Susan Coleman and Alicia Robb for the National Women’s Business Council
First published August 2014
This report examines factors affecting access to capital for high growth women-owned or women-led firms. Prior research suggests that significant gender differences in firm employment, size, and growth rates persist (Bitler et al., 2001; Fairlie & Robb, 2009; Coleman & Robb, 2009). Data from the United States Census Bureau indicate that less than 30% of businesses are owned by women and only 12% of those firms employ anyone other than the business owner are herself. Only 2 percent have 10 or more employees. Census data indicate women-owned employer firms make up just 16% of employer firms and that only 2 percent of women-owned firms in the United States have revenues in excess of $1 million. (2007 Survey of Business).
Some researchers attribute women’s lower levels of participation in growth-oriented entrepreneurship to gender differences in key resource inputs in the areas of human, social, and financial capital (Carter et al., 1997; Coleman, 2007; Fairlie & Robb, 2009; Menzies et al., 2004; Orser et al., 2006; Robb & Wolken, 2002). Recent studies indicate that women-owned entrepreneurs raise small amounts of capital to finance their firms and are more reliant on personal rather than external sources of financing (Coleman & Robb, 2009; Coleman & Robb, 2010). Within the context of growth-oriented entrepreneurship, this distinction is important, because growth-oriented firms typically require substantial amounts of external capital in the form of both debt and equity. If women entrepreneurs do not seek, or if they are not able to obtain, external capital, their prospects for growing their firms are diminished considerably.

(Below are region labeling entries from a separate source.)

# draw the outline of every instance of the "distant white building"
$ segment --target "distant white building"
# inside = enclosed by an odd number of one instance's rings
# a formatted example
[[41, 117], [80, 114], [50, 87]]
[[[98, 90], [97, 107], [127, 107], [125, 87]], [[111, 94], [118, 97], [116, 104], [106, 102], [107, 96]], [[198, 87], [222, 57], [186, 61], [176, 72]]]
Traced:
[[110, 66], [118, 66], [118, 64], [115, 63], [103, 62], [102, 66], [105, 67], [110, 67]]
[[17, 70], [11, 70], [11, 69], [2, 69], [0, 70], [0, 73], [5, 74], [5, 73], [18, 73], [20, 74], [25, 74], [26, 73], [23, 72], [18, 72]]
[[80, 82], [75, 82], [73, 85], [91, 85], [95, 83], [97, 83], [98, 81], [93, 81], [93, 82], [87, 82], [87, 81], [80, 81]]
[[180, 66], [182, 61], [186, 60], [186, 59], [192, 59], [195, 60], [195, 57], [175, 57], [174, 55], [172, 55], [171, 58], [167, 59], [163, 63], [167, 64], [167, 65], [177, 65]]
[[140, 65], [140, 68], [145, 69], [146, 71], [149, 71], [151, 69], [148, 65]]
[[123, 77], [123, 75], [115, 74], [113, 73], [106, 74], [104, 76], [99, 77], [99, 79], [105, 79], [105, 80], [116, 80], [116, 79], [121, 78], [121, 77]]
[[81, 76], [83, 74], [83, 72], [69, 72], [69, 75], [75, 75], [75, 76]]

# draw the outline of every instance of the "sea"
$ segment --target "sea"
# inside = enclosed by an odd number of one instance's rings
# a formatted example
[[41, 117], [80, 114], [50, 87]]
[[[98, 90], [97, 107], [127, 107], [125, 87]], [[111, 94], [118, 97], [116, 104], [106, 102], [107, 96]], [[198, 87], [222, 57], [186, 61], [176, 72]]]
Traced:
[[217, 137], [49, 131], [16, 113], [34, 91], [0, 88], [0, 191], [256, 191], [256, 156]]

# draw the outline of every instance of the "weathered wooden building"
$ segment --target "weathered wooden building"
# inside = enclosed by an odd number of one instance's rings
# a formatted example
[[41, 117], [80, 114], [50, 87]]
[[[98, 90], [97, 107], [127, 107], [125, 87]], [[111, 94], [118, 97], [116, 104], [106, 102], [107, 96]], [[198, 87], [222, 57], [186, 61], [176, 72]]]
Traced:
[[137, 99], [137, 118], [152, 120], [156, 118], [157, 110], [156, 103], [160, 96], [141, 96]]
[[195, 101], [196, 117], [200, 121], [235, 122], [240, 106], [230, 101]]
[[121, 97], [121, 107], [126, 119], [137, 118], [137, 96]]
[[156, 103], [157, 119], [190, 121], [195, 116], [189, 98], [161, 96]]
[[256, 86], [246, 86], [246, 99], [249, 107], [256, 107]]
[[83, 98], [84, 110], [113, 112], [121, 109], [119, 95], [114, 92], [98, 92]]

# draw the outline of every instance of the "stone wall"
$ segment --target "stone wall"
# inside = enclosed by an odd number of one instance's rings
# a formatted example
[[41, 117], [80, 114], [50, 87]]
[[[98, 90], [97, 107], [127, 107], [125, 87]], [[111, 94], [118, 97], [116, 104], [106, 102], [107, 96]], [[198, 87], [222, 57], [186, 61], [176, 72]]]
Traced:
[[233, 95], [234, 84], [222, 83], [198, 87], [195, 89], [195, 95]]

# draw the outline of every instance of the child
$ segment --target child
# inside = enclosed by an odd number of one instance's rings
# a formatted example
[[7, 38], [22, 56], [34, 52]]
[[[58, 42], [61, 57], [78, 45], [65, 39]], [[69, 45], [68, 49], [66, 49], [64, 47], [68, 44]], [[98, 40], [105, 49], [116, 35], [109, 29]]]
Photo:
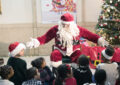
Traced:
[[22, 85], [42, 85], [40, 81], [40, 73], [36, 67], [31, 67], [27, 70], [27, 81]]
[[9, 45], [9, 55], [7, 64], [14, 69], [14, 76], [10, 78], [10, 81], [15, 85], [21, 85], [26, 78], [26, 62], [20, 59], [24, 55], [25, 45], [19, 42], [14, 42]]
[[75, 78], [72, 76], [71, 67], [68, 64], [62, 64], [57, 68], [57, 77], [53, 85], [77, 85]]
[[118, 78], [118, 65], [115, 62], [111, 62], [112, 56], [114, 54], [114, 49], [111, 46], [108, 46], [101, 53], [101, 57], [104, 63], [98, 64], [97, 70], [104, 69], [107, 74], [106, 83], [115, 85], [116, 79]]
[[77, 81], [77, 85], [92, 82], [92, 72], [89, 68], [89, 60], [87, 56], [81, 55], [78, 58], [79, 68], [73, 69], [73, 75]]
[[0, 67], [0, 85], [14, 85], [13, 82], [9, 81], [14, 75], [14, 70], [11, 66], [5, 65]]
[[95, 83], [91, 83], [91, 84], [86, 83], [84, 85], [110, 85], [110, 84], [105, 84], [105, 81], [107, 78], [105, 70], [103, 70], [103, 69], [96, 70], [94, 77], [95, 77], [96, 84]]
[[44, 85], [52, 85], [54, 80], [53, 73], [51, 72], [50, 68], [46, 66], [45, 59], [40, 57], [31, 62], [33, 67], [38, 68], [40, 72], [40, 80]]

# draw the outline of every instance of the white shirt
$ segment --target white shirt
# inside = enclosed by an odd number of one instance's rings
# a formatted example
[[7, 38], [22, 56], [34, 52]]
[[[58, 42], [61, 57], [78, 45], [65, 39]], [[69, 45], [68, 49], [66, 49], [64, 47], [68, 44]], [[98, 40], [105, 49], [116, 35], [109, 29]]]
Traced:
[[14, 85], [14, 83], [6, 79], [5, 80], [0, 79], [0, 85]]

This report provides an overview of issues relating to access to capital for women-owned firms with a particular focus on growth-oriented firms. To date, comparatively few studies have examined the financing issues and strategies of growth-oriented women-owned firms due to a 3 lack of data. More recently, however, the Kauffman Firm Survey (KFS) has furnished a large data set on more than 4,000 U.S. firms launched in 2004. Data on these firms are collected annually to create a panel dataset covering the years 2004-2011. This data set allows us to examine the financing behavior and patterns of growth-oriented women-owned firms over an eight-year timeframe. The KFS provides data on both owner and firm characteristics in addition to motivations, attitudes, perceived barriers, and sources of financing. This level of detail allows us to overcome some of the data limitations of earlier studies that have attempted to explore the theme of access to capital in women-owned firms. This study expands upon our understanding of this topic and should help government officials develop policies directed at supporting women entrepreneurs in their efforts to grow their firms.